I’ll try again with the Ruby console open.

When I reload it I see just this:

> load "midpoint.rb"
true

FWIW, here’s mine, zipped and renamed to .rbz
midpoint.rbz (1.9 KB)

Maybe you have the one from Rick Wilson at Smustard.

It is indeed by Rick Wilson. I’d forgotten where I got it from, and just copied it forward from older versions of SU.

Thanks, Dave, for spotting that. I didn’t try the one from SketchUcation as I thought it was the one I had.

Can I throw in another refinement?

A common use for establishing a midpoint is to place something like a window between two points/lines.
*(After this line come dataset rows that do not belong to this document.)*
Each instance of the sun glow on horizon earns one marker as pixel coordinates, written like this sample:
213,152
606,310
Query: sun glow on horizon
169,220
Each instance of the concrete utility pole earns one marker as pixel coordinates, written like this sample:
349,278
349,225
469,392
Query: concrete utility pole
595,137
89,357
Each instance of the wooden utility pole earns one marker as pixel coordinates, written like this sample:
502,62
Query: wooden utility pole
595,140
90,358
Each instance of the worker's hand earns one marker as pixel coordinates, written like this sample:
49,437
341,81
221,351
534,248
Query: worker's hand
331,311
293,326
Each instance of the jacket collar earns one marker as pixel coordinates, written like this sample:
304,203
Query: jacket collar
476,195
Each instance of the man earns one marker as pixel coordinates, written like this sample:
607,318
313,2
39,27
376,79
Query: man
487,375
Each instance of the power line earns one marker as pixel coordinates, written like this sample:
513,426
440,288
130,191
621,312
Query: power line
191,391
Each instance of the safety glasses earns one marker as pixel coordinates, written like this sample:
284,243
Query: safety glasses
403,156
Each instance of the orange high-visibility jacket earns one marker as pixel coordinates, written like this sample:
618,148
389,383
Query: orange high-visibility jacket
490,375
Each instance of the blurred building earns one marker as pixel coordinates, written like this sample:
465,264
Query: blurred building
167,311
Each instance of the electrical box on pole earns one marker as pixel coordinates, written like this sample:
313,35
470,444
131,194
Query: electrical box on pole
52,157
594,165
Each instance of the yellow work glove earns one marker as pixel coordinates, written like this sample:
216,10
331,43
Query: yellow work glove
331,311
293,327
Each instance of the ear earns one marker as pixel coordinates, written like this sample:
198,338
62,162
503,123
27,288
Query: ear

If you already have a suitable line drawn between the points, SU’s inferencing engine does the job just fine. But there is no equivalent for two points in space.

I don’t know if it can be done, but if the extension could produce a virtual line between two selected points for the purposes of inferencing, you might not need a temporary midpoint at all.

I now see what you mean, I think - parallel to an axis?

If so, it was a correct use, I just didn’t ‘get it’ first time.

Co-planar just means ‘in the same plane’ so that’s correct too, and parallel lines are (as I said earlier) always in the same plane.

One of my habits, which is sometimes useful and sometimes just annoying - to me and to others - is to try to generalise a proposed problem so that a proposed solution can have a wider application.

Perfectly sensible. Threads like this help to refine a crude initial idea and hopefully help any developer to produce a really useful extension.